Не изменился лишь Ванечка. Он по-прежнему мало разговаривал, был тих, вежлив, но каждый день с ним сулил новые открытия. От старшего брата опекунша узнала, что Ванечка ни разу в жизни не плакал и мог посреди дня лечь в кровать и долго лежать, скрестив руки на груди и безотрывно глядя в потолок. О чем Ванечка думал, было загадкой.
Вскоре она смогла убедиться в том, что одной загадкой Ванечкина натура не исчерпывается. Гуляя во дворе, тихий Ванечка неожиданно залезал на дерево и оглашал округу отчаянным воплем: «Помогите, убивают!»
Внезапно проснувшаяся страсть к чтению была у Ванечки избирательной и носила конкретное имя: Агата Кристи. Любовью к детективам она объяснялась с трудом, поскольку никакие иные авторы и книжки мальчика не интересовали.

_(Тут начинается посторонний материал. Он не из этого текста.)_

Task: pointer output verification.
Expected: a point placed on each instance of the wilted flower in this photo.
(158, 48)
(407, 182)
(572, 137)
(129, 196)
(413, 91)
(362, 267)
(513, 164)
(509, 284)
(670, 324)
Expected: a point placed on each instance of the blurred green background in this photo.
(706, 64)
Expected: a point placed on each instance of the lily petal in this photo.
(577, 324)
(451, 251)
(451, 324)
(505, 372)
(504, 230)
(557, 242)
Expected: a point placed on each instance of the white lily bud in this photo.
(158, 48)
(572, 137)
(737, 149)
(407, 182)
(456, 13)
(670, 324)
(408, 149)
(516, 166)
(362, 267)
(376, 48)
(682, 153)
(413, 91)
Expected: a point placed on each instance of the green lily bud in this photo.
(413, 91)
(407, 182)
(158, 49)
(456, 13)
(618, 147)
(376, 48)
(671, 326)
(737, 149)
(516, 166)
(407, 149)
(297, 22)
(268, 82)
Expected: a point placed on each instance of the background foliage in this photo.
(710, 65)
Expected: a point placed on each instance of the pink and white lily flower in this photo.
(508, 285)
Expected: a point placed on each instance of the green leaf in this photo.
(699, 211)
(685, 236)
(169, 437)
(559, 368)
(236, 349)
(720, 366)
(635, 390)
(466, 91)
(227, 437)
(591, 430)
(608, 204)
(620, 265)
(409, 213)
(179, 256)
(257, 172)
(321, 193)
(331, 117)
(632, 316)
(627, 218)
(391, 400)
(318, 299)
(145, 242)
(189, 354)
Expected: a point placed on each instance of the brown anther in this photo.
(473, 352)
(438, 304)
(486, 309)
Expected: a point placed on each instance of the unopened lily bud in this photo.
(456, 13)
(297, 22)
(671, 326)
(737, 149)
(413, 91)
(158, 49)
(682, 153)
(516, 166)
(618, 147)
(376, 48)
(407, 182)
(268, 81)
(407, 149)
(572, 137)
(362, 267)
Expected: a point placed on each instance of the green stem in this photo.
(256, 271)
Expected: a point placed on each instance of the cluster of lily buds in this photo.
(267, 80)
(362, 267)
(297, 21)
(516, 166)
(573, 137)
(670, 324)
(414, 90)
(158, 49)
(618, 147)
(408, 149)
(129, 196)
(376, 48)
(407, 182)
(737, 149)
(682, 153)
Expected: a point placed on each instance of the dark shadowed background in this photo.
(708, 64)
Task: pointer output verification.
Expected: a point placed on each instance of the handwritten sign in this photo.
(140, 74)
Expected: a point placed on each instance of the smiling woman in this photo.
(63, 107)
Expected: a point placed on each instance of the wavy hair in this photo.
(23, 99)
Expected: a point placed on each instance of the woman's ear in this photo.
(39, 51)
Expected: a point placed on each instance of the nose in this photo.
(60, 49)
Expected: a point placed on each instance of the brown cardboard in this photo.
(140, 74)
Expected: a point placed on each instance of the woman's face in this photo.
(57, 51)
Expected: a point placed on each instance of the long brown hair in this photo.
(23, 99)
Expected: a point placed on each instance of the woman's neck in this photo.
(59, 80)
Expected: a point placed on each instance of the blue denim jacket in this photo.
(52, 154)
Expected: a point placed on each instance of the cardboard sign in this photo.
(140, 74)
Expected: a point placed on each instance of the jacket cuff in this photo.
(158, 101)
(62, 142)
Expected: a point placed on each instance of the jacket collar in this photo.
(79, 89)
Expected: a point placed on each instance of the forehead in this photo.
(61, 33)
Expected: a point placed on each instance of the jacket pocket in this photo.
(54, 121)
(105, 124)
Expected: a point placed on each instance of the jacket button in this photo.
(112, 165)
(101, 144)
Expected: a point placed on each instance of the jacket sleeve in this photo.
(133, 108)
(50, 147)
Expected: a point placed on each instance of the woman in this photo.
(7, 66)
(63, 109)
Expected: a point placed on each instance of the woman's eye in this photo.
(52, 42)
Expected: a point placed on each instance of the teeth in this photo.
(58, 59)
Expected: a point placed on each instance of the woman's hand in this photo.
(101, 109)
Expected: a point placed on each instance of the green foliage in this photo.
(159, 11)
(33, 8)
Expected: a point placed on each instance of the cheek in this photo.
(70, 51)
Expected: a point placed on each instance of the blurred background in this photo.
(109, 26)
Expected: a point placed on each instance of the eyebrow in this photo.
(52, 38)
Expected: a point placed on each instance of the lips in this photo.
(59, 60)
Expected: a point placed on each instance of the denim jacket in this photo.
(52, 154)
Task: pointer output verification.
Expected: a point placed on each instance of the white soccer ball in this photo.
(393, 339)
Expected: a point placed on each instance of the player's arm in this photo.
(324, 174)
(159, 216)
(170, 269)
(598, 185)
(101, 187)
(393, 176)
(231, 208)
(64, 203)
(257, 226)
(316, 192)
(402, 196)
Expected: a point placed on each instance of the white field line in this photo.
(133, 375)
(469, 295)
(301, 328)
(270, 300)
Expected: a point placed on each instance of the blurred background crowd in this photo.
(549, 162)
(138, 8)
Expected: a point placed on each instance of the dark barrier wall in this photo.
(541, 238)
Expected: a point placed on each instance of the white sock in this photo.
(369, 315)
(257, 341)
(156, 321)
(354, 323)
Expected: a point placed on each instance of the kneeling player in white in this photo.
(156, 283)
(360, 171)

Подаренный соседом самодельный аквариум из оргстекла то и дело пустовал. Хомячки в нем почему-то не заживались: то ли сквозняки их губили, то ли присущая этим суетливым грызунам неизвестная смертельная болезнь. Когда хомячковый мор перекинулся на живой уголок школы и опекуншу вызвала классная руководительница Ванечки с целью поинтересоваться, как мальчик относится к домашним животным, она заподозрила неладное и решила хомячков больше не покупать.
Те странности в поведении мальчика, которые раньше списывались на тяжелое детство, стали приобретать иные, самостоятельные черты. Согласно медицинской карточке, Ванечка был здоров, насколько может быть здоров ребенок, забранный год назад у матери-алкоголички. Со школьным психологом мальчик был немногословен и вежлив. Внезапные выходки неизменно объяснял двумя словами: «Просто так». Потом, правда, изобрел более весомый и убедительный детский аргумент: «Побаловаться захотелось».